A blueprint for 87 student flats on a long derelict site in Leeds has been sent back to the drawing board by planning chiefs, after the design was slammed as “ugly” and “hulk” like by locals.
The application for Burley Street, between the city centre and Burley, is for 87 self-contained studio flats, a retail unit and a second floor communal roof garden.
But there has been a flurry of objections from locals, who say the area is already “overrun” with student accommodation and families suffer from anti social behaviour and noise.
“Quite frankly we have had enough of these ugly student hulks,” objector Richard Hellawell told a Leeds City Council planning panel.
“Our area has been swamped by student blocks.”
Councillors were also largely critical of the plans.
Coun Colin Campbell said the building “doesn’t enhance the area”.
Councillor Neil Walshaw, whose own Headingley ward is a traditional student heartland, criticised the “post industrial” design, adding that the city “shouldn’t really be aping 1950s industrial chic”.
However he also noted that “the more student housing we get, the more [family] housing it frees up”.
Councillor Peter Gruen said: “I find the design not attractive and not in keeping with the aspirations the city has. That doesn’t mean we want a glass palace, or something glitzy with gold cufflinks. But the design is disappointing and could be better.”
Another panel member found, however, found that the design was not the “big inhumane building” it came across as to some, adding that: “I appreciate the cosmetics and aesthetics don’t appeal to people, but I didn’t have a problem with the layout.”

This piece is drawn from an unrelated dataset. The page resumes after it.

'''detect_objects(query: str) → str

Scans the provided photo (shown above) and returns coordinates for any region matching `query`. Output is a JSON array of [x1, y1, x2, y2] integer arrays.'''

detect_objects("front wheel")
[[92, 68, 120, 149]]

Council officers had recommended that the application be approved.
A report presented to the plans panel said the project had “the potential to enhance the character of the surrounding area, by regenerating a derelict brownfield site that has been vacant for many years”.
“The principle of the development of the site for use as student accommodation and a retail unit is acceptable...and it would deliver sustainable, economic growth, jobs and specialist housing,” the report added.
“The size of the studio flats, although not spacious in all cases, are on balance considered acceptable.”
The application, by developer Burley Place Limited, will be brought back to the plans panel later in the year with amendments.